Hi and welcome to the Forum!

The nature and level of detail including the number of output tokens is significantly shaped by how you phrase your prompt. There are certain techniques that you can apply in order to obtain more detailed responses. In practices, it is difficult though to get very close to the maximum number of possible output tokens.

I do not have enough information about your actual prompt but the more specific you can be about the structure of your output and the details that should be included, the higher the likelihood that you will get a more detailed response.

For example, if you ask the model to write a chapter of on topic A you are likely to get a shorter response than if you were to provide the model with additional details on how to structure the chapter, such as by specifying that the chapter should have X number of sub-sections, each comprising of X number of detailed paragraphs.

1 Like

Thank you for your reply. I will try it agin as following your answer.

1 Like

Te reach the model capacity, you must interleave messages from the user and from the assistant.

Input prompts can usulaly be big (but there is a limit!), and assistant responses can reach 4k in the normal models.

I’ve been trying to work out the “rules for controlling output length” and while I don’t have a solution that lets you perfectly control the length of outputs I have some insights I can share that might be helpful.

Insight 1
The first is that the models can’t count so asking them for a response that’s 100 words long or 10,000 words long doesn’t work. You need to relate your length request to a pattern they’ve seen. For example “all your responses should be the length of a tweet” works really well to get short answers back, they’ve seen a lot of tweets. Similarly, “all your responses should be the length of a book” works really well to get longer answers out of the model (around 1500 - 2000 tokens I’ve found.)

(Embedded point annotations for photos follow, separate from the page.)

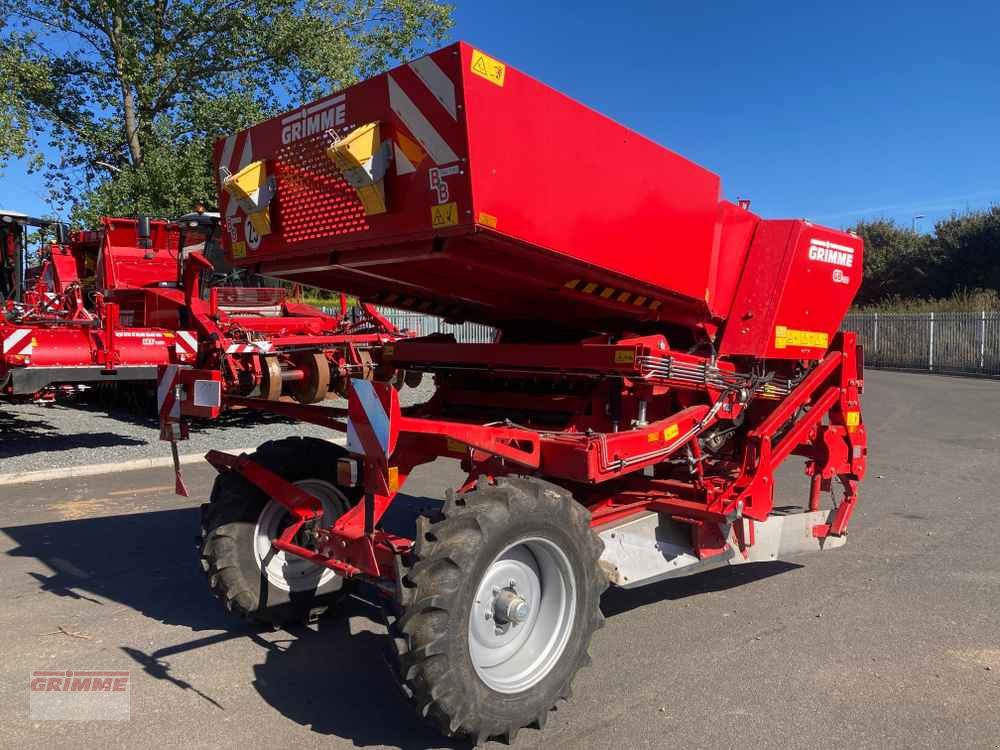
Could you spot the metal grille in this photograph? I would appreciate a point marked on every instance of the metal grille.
(957, 343)
(314, 201)
(228, 296)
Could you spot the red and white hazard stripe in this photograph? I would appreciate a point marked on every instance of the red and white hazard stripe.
(186, 342)
(167, 404)
(254, 347)
(19, 342)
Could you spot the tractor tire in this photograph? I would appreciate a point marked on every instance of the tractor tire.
(239, 522)
(498, 608)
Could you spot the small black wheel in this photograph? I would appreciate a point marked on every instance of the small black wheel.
(499, 606)
(239, 523)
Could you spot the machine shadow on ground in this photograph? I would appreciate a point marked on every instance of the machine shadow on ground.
(19, 437)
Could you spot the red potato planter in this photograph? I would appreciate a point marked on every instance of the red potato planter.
(660, 353)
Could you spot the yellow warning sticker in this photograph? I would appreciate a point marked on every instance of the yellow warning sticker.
(786, 337)
(486, 67)
(445, 215)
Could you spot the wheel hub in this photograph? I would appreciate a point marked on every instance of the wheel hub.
(509, 607)
(522, 615)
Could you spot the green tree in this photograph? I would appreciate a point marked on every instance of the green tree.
(125, 97)
(898, 262)
(969, 245)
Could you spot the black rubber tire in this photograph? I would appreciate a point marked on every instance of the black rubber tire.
(430, 629)
(228, 526)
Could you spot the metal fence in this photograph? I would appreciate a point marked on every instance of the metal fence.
(958, 343)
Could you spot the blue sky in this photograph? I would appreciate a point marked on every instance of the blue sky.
(832, 111)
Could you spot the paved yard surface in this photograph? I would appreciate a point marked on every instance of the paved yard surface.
(87, 429)
(891, 642)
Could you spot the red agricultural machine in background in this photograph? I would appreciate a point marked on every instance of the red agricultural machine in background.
(661, 352)
(117, 303)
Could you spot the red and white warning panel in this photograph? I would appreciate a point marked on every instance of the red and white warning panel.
(18, 341)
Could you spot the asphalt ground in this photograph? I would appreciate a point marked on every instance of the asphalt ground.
(100, 428)
(890, 642)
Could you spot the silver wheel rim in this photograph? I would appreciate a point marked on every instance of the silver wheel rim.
(291, 572)
(522, 615)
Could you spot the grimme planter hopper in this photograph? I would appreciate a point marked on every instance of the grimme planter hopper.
(661, 353)
(118, 303)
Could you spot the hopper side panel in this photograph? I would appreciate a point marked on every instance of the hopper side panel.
(548, 171)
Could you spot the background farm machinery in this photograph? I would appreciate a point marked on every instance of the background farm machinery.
(115, 304)
(661, 353)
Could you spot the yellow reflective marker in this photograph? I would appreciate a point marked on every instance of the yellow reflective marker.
(486, 67)
(785, 337)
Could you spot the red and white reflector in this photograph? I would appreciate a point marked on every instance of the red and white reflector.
(372, 431)
(186, 342)
(168, 403)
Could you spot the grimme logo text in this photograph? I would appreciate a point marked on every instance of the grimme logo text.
(69, 681)
(313, 119)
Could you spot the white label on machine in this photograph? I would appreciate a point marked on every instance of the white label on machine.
(208, 393)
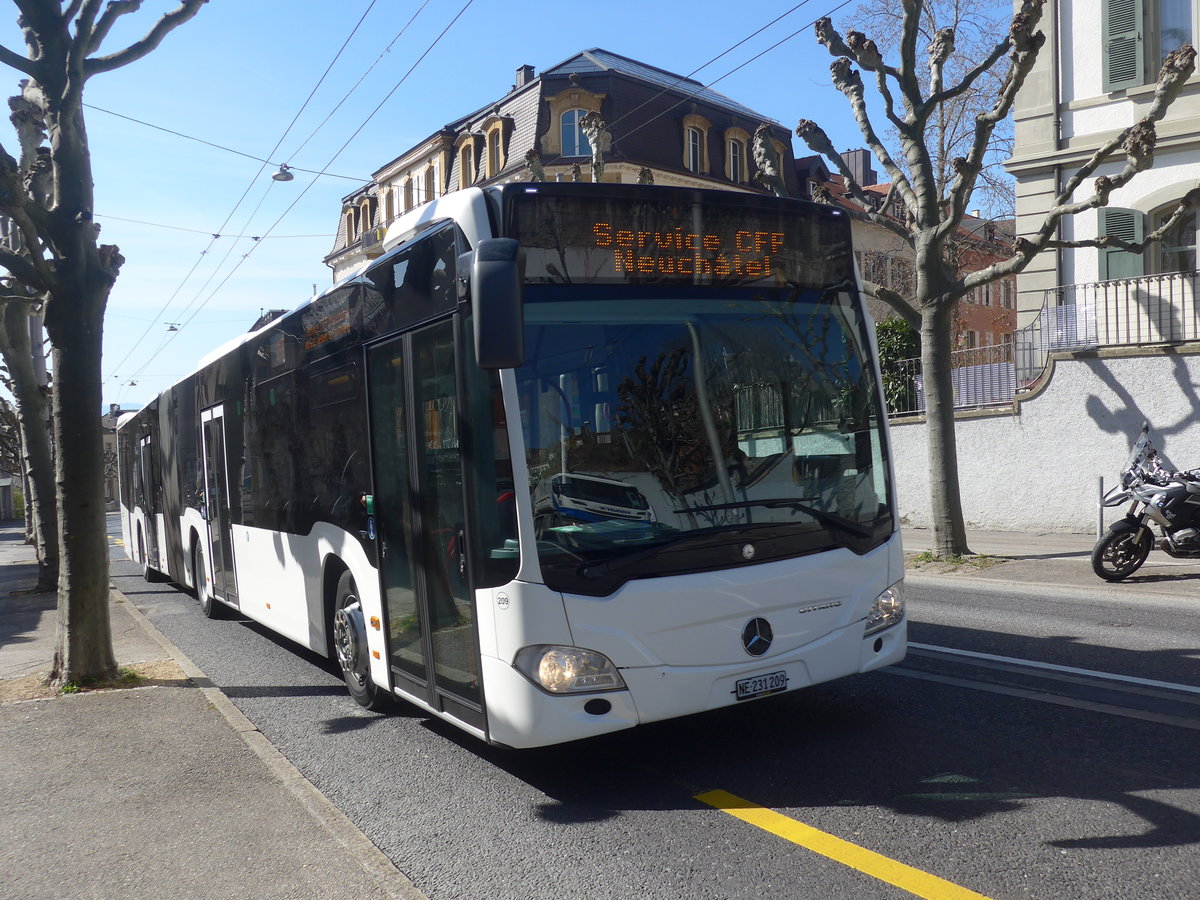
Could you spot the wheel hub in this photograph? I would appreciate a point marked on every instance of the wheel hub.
(351, 640)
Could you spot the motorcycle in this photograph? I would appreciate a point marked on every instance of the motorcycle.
(1158, 496)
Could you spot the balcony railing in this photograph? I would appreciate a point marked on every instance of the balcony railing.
(982, 377)
(1153, 309)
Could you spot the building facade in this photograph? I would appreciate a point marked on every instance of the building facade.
(984, 318)
(1089, 84)
(647, 124)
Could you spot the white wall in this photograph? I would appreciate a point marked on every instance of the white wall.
(1037, 468)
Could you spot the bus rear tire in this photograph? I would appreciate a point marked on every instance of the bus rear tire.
(151, 576)
(209, 605)
(349, 637)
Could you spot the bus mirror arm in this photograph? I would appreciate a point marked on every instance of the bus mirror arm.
(493, 285)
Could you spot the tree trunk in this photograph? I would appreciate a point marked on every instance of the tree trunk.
(84, 643)
(946, 502)
(37, 456)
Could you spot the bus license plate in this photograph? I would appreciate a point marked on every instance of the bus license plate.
(760, 685)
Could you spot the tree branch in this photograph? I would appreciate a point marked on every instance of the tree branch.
(1026, 43)
(895, 301)
(22, 269)
(22, 64)
(114, 11)
(819, 142)
(168, 23)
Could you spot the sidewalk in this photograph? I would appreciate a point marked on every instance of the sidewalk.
(156, 791)
(1026, 561)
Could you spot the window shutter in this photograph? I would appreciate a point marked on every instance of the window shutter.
(1127, 225)
(1123, 46)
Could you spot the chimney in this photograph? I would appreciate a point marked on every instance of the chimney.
(859, 165)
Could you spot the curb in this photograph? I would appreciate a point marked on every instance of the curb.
(1101, 593)
(339, 826)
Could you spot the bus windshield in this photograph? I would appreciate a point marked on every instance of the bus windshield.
(697, 430)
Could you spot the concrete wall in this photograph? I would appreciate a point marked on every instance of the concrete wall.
(1036, 467)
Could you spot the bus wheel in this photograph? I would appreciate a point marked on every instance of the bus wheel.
(209, 605)
(351, 646)
(151, 576)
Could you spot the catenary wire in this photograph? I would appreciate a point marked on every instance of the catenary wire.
(233, 211)
(313, 181)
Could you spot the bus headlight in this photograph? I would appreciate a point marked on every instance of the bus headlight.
(568, 670)
(887, 610)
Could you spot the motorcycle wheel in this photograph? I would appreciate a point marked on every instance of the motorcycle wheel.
(1119, 555)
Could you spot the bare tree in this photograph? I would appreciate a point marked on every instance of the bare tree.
(47, 192)
(951, 129)
(21, 345)
(934, 211)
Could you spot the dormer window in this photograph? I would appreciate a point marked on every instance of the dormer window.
(575, 142)
(695, 144)
(737, 156)
(466, 166)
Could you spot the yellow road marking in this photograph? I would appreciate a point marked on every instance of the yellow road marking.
(903, 876)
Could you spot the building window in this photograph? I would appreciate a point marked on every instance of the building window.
(737, 151)
(575, 142)
(695, 150)
(493, 153)
(1138, 35)
(1177, 250)
(466, 169)
(1128, 225)
(1006, 294)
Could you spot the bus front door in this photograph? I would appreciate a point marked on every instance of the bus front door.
(216, 504)
(418, 503)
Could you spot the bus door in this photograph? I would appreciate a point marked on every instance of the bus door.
(149, 487)
(420, 533)
(216, 503)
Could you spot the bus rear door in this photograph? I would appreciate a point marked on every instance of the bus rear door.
(216, 508)
(419, 511)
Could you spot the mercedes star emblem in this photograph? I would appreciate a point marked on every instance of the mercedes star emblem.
(756, 636)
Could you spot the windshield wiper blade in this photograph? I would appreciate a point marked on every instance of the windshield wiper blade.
(829, 519)
(599, 570)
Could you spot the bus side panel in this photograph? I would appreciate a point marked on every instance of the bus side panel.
(281, 577)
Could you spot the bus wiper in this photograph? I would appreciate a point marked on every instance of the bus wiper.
(829, 519)
(623, 562)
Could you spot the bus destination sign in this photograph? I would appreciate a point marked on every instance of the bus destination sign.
(679, 253)
(678, 239)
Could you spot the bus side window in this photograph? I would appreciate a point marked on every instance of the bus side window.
(496, 556)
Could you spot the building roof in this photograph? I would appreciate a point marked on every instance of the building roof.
(600, 60)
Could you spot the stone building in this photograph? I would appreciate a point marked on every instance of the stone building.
(647, 124)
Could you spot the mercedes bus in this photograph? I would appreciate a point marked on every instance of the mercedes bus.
(361, 475)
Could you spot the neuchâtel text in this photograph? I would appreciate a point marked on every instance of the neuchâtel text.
(689, 253)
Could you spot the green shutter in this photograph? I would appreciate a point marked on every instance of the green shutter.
(1125, 61)
(1127, 225)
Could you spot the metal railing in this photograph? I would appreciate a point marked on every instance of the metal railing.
(982, 377)
(1149, 310)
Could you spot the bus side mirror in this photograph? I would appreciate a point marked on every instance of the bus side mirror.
(493, 283)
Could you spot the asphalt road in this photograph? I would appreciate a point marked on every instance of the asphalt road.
(1006, 779)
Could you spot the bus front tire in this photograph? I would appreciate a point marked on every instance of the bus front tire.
(349, 633)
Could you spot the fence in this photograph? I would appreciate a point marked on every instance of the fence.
(1153, 309)
(981, 377)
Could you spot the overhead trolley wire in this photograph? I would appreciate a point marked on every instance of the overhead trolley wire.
(313, 181)
(228, 217)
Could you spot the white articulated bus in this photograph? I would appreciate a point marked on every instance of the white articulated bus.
(364, 475)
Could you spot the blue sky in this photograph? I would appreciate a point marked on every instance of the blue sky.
(240, 72)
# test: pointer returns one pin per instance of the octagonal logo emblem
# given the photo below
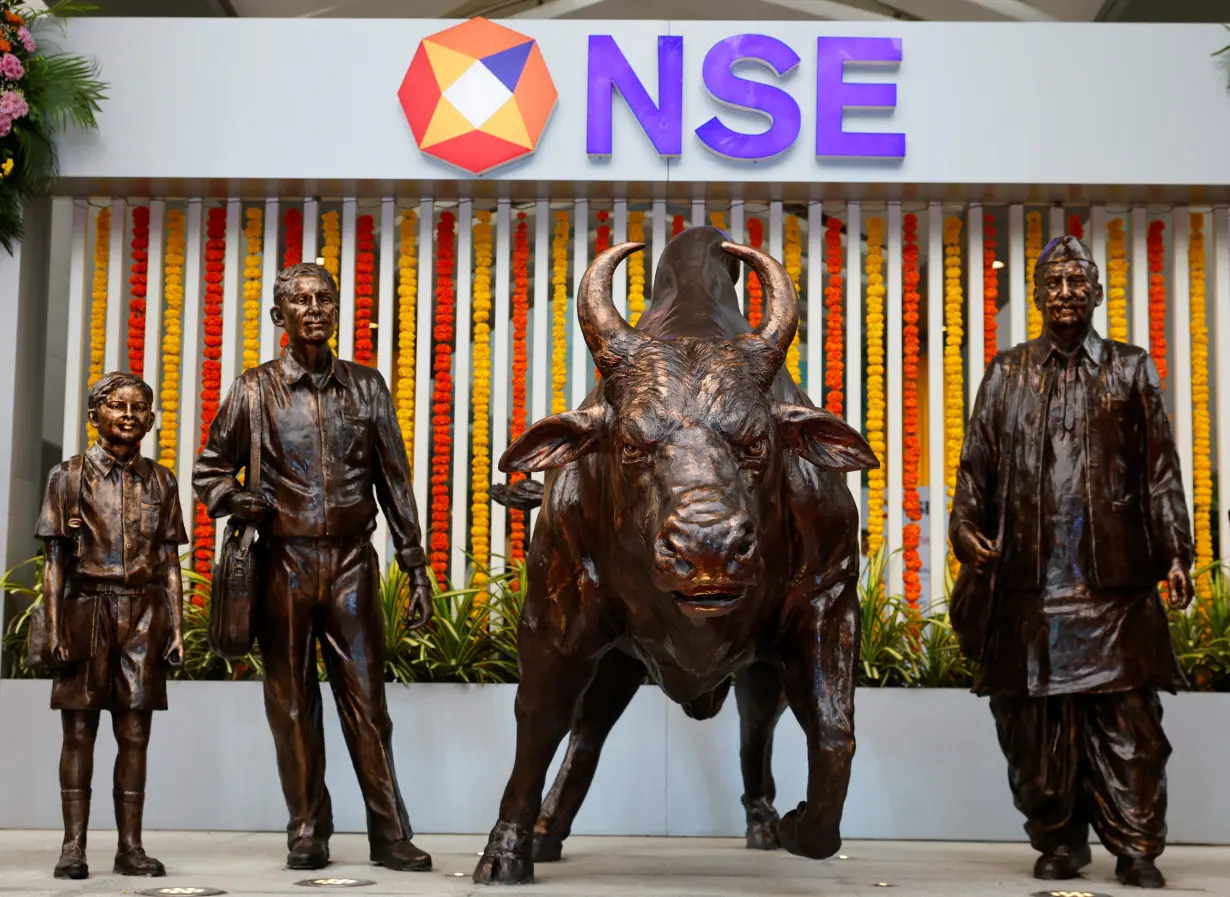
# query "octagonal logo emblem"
(477, 95)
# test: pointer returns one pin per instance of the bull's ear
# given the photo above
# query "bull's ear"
(555, 441)
(823, 438)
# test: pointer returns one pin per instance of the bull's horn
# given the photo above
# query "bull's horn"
(610, 338)
(781, 305)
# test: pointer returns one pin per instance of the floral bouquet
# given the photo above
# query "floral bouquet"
(42, 91)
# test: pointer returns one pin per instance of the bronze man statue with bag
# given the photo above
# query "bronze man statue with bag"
(112, 618)
(1069, 510)
(320, 441)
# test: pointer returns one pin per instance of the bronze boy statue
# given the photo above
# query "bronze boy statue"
(330, 447)
(1069, 510)
(111, 527)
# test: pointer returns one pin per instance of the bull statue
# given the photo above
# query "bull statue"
(695, 528)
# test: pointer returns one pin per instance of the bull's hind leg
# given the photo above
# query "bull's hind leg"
(614, 687)
(758, 693)
(819, 657)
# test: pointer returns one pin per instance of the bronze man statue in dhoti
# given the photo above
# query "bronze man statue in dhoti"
(330, 448)
(1069, 510)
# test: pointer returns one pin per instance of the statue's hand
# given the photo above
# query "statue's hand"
(1180, 582)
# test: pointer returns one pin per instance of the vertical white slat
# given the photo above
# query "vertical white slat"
(1017, 300)
(190, 366)
(268, 275)
(582, 363)
(1181, 358)
(426, 257)
(501, 380)
(461, 366)
(154, 318)
(386, 316)
(816, 302)
(619, 235)
(346, 288)
(1097, 246)
(894, 380)
(937, 500)
(854, 338)
(974, 322)
(659, 243)
(1140, 277)
(1220, 354)
(116, 351)
(76, 341)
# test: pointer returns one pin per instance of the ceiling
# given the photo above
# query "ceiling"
(742, 10)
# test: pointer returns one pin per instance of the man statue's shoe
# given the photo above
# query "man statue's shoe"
(401, 855)
(308, 853)
(134, 861)
(1138, 873)
(1062, 864)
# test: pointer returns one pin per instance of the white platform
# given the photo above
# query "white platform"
(926, 767)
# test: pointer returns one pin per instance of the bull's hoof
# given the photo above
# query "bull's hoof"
(803, 837)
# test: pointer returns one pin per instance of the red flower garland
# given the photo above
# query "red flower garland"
(137, 289)
(755, 292)
(210, 368)
(442, 394)
(912, 534)
(834, 347)
(520, 367)
(364, 270)
(990, 292)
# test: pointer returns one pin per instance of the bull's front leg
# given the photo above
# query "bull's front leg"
(819, 663)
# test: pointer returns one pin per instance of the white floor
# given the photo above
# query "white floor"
(250, 865)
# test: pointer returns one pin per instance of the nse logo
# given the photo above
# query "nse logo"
(479, 96)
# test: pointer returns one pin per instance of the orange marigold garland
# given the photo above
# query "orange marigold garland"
(834, 347)
(442, 391)
(210, 368)
(138, 284)
(912, 535)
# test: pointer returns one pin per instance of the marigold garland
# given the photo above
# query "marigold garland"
(442, 391)
(138, 287)
(253, 247)
(1032, 250)
(480, 401)
(364, 286)
(793, 259)
(912, 535)
(834, 347)
(560, 313)
(635, 268)
(210, 368)
(1156, 245)
(520, 369)
(172, 337)
(407, 298)
(1202, 425)
(953, 405)
(876, 404)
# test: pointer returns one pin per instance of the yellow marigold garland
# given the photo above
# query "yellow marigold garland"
(253, 233)
(480, 400)
(1202, 438)
(172, 337)
(1032, 250)
(560, 313)
(876, 404)
(407, 297)
(793, 259)
(1117, 281)
(953, 373)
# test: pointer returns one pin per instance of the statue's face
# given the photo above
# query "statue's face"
(123, 417)
(1067, 294)
(309, 311)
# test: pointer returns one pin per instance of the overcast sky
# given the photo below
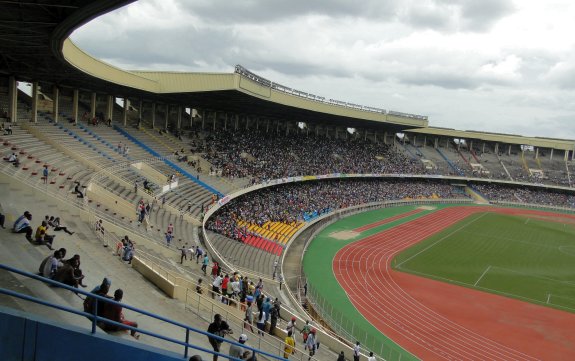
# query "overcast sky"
(491, 65)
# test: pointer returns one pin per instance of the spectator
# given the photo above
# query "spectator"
(55, 223)
(218, 328)
(238, 351)
(289, 345)
(114, 312)
(42, 236)
(22, 225)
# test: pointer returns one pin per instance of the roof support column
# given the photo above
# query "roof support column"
(34, 107)
(13, 99)
(167, 116)
(110, 107)
(140, 110)
(75, 99)
(125, 112)
(55, 100)
(93, 106)
(153, 115)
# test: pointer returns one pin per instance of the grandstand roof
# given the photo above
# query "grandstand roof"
(562, 144)
(35, 47)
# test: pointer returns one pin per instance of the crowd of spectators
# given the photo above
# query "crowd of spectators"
(264, 156)
(300, 201)
(510, 193)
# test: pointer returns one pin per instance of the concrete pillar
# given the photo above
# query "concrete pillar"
(55, 101)
(75, 99)
(140, 110)
(167, 116)
(34, 117)
(93, 105)
(153, 115)
(13, 99)
(110, 107)
(125, 112)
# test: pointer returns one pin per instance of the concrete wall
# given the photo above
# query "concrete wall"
(25, 337)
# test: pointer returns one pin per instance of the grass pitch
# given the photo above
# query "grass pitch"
(531, 259)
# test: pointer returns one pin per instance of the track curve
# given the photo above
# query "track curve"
(366, 265)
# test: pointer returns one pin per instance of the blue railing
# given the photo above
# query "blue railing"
(167, 161)
(95, 319)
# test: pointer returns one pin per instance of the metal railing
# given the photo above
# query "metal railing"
(96, 320)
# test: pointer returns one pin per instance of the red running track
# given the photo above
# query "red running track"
(440, 321)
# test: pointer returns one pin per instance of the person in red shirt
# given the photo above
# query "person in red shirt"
(114, 312)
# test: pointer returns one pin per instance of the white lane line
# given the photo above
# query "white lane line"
(483, 274)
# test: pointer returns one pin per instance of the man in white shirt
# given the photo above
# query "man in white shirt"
(216, 285)
(356, 351)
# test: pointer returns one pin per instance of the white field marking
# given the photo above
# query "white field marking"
(440, 240)
(487, 289)
(480, 277)
(571, 283)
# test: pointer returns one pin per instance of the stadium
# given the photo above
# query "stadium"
(197, 194)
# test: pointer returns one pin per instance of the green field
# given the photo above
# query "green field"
(525, 258)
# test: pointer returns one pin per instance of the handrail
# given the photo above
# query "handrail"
(95, 318)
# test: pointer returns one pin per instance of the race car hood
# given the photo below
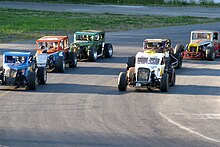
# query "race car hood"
(83, 43)
(200, 41)
(14, 66)
(149, 66)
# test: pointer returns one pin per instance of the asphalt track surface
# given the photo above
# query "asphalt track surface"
(118, 9)
(83, 107)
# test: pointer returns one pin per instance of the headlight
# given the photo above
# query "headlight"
(143, 74)
(13, 73)
(7, 72)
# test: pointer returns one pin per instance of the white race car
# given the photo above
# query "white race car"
(150, 70)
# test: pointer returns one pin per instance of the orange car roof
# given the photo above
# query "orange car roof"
(51, 38)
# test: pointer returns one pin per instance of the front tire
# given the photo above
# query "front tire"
(179, 57)
(179, 48)
(210, 54)
(32, 84)
(122, 81)
(42, 75)
(164, 83)
(131, 62)
(73, 63)
(108, 50)
(60, 66)
(92, 54)
(173, 78)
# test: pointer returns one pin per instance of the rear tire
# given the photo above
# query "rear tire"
(32, 84)
(73, 63)
(108, 50)
(92, 54)
(131, 62)
(122, 81)
(60, 64)
(42, 75)
(164, 83)
(210, 54)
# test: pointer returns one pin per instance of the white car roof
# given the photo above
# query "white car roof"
(204, 31)
(150, 55)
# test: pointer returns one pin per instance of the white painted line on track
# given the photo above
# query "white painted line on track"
(187, 129)
(4, 93)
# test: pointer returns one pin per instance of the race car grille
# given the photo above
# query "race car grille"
(193, 48)
(143, 74)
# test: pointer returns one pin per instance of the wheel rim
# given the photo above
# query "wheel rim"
(213, 55)
(95, 55)
(110, 51)
(64, 65)
(45, 75)
(75, 61)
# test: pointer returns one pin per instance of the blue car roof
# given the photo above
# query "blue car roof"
(17, 53)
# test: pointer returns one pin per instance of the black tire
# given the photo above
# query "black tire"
(179, 48)
(42, 75)
(210, 54)
(122, 81)
(173, 78)
(60, 66)
(92, 54)
(32, 84)
(131, 62)
(108, 50)
(73, 62)
(179, 57)
(164, 83)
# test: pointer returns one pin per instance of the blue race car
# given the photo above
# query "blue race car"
(20, 70)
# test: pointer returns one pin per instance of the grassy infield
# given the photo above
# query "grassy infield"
(16, 25)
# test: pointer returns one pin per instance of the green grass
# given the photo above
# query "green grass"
(130, 2)
(17, 25)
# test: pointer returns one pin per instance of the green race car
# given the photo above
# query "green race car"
(90, 44)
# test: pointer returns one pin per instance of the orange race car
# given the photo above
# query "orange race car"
(56, 51)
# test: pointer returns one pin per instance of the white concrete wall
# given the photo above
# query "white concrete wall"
(197, 1)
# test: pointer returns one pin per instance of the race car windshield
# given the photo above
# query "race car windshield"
(84, 38)
(201, 36)
(16, 59)
(154, 45)
(142, 60)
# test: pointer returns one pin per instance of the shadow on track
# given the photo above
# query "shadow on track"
(198, 71)
(78, 88)
(183, 90)
(71, 138)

You might think that “all responses should be the length of a trilogy” or “all responses should be the length of a book series” would result in even longer responses but they’re actually shorter (around 900 tokens for the same topic.) Why? Who knows… My best guess is that the longest individual file that they’ve seen is a book and so to the model that’s the longest sequence it can conceptualize.

Insight 2
You can actually get the model to blow out the context window but it’s tied to the task you ask it to do (this is what @jr.2509 is referring to.) For example if you give the model 100k tokens worth of web pages with a bunch of links and you ask for all the links back, you will reliably get every link back until you run out of tokens.

Similarly, if you feed in a large web page and ask for a change to the page you will get back all of the input tokens plus the tokens related to the changes. This can also result in blowing out your context window.